Wednesday, October 12, 2011

Stanford Tracks the Trackers


Popular websites share user information, email addresses, Stanford study finds. (San Jose Mercury News, 10/12/2011)

Excerpt: The study, for Stanford's Computer Security Lab, did not say how those data collection companies use the personal information they receive from popular so-called "first party" websites. Among the websites the Stanford study examined were NBC's main site, the sports site Bleacher Report, the Home Depot, and the weather site Weather Underground.

The study found that at many popular websites, by logging into an account or sometimes by just viewing an ad, consumers are sending all or part of their names or an email address to multiple "third party" data collection sites. In some cases, for example, on a dating site, the personal information that "leaked" went far beyond a name, user ID or email address, and included gender, age, ZIP code, and relationship status.

However, Jonathan Mayer, the study's author, said many of the sites say in their privacy policies that they do not share personally identifiable information with other sites.

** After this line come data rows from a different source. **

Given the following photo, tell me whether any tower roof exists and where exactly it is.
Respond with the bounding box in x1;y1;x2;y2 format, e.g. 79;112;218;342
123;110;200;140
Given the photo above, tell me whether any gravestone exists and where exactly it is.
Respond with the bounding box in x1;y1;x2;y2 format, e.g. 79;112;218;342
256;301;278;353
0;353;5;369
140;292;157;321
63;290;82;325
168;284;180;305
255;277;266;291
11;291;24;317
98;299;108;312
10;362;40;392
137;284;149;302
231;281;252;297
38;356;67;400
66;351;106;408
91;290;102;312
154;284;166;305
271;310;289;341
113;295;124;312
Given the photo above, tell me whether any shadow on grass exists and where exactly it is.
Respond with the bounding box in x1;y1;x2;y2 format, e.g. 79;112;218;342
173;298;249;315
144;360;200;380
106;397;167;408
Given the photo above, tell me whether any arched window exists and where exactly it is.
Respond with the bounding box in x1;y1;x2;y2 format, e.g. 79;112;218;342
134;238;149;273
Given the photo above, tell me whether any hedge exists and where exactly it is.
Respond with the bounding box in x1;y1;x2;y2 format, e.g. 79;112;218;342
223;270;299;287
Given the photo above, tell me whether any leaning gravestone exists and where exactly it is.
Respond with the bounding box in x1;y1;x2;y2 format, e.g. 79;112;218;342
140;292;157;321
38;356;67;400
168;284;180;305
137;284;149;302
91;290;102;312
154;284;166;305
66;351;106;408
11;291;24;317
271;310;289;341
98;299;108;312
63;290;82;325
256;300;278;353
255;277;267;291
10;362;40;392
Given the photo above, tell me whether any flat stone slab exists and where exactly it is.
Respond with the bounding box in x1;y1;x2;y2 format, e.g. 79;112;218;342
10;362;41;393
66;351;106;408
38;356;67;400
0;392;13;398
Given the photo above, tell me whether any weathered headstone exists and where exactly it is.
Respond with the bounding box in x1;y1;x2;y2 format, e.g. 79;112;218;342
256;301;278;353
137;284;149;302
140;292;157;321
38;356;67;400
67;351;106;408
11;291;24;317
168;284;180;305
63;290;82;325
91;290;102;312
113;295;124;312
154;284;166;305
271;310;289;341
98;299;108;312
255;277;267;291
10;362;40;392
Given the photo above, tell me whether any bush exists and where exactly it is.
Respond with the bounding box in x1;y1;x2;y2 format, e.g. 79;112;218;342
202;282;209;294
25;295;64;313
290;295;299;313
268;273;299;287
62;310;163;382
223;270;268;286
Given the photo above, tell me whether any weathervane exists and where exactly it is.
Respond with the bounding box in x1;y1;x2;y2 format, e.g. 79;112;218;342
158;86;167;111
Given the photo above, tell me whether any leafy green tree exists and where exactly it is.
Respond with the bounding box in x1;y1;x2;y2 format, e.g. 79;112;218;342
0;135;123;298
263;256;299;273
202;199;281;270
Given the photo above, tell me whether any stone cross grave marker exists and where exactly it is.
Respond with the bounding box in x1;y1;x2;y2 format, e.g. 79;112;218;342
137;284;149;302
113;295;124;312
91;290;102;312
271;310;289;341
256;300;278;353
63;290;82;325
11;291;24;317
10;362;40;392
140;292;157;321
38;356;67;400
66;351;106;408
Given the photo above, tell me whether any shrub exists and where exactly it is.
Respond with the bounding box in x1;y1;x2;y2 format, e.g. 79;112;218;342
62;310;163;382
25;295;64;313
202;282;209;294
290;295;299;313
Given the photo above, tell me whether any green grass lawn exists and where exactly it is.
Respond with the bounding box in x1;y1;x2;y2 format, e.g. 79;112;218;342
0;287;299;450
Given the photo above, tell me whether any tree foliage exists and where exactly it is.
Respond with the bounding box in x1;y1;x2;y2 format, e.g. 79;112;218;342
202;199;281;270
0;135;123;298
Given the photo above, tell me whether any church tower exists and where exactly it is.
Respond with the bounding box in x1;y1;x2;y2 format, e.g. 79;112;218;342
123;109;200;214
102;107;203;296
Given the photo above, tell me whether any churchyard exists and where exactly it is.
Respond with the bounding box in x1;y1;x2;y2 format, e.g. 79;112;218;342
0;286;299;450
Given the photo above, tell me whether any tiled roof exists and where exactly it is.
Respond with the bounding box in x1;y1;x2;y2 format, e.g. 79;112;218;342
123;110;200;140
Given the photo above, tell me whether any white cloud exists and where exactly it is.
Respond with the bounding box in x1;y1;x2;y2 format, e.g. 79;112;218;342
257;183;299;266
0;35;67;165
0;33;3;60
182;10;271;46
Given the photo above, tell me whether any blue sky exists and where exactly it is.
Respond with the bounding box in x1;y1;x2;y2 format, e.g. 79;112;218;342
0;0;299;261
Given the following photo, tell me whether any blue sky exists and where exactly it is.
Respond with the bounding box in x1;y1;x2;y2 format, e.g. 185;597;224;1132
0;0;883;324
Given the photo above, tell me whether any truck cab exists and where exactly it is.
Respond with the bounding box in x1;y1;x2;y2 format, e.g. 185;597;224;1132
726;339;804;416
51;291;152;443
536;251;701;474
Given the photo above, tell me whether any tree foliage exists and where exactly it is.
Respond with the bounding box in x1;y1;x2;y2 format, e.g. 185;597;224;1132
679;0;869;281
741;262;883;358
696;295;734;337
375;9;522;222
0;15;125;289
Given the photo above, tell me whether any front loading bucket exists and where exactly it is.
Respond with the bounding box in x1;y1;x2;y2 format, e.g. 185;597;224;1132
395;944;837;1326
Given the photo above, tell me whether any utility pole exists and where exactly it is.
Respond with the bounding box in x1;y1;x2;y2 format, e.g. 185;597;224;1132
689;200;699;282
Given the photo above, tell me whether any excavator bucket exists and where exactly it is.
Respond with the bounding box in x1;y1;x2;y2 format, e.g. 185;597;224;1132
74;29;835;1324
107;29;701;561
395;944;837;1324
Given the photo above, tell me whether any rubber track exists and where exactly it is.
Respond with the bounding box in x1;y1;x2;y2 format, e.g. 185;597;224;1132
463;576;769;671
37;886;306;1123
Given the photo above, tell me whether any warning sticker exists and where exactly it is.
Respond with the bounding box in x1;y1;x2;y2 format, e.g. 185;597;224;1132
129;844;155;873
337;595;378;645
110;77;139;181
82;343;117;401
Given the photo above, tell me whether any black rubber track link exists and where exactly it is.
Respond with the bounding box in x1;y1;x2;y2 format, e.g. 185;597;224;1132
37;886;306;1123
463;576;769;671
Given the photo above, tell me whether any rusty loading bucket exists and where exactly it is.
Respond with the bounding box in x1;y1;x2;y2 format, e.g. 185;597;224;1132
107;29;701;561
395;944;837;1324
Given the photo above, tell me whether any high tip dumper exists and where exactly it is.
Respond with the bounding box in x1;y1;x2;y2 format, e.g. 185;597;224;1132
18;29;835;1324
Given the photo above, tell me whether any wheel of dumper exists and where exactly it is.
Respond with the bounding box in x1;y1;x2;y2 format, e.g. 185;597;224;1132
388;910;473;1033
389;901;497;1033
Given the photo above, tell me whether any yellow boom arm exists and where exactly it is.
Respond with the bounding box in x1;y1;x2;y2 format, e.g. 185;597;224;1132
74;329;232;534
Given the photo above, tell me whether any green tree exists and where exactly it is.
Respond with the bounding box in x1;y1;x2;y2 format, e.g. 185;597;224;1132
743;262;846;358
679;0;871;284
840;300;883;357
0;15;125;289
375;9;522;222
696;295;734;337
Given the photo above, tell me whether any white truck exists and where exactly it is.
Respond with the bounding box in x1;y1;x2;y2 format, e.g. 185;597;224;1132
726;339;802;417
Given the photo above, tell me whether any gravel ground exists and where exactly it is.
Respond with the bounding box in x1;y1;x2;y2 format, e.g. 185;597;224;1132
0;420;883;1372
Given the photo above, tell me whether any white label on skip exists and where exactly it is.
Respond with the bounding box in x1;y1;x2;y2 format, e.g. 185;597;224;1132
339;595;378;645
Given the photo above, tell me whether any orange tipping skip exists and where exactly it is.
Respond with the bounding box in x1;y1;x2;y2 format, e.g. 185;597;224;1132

"From a legal perspective, personal information leakage is a debacle," Mayer wrote in a blog post about the study. "Many first-party websites and third parties make what would appear to be incorrect representations about not sharing or collecting 'personally identifiable information.
' "

Our personal information?  It's like Chickenman.


Will this federal legislation get a boost as a result?  (The scope of this legislation is, by design, much broader than any item on WLA's current federal legislative agenda.)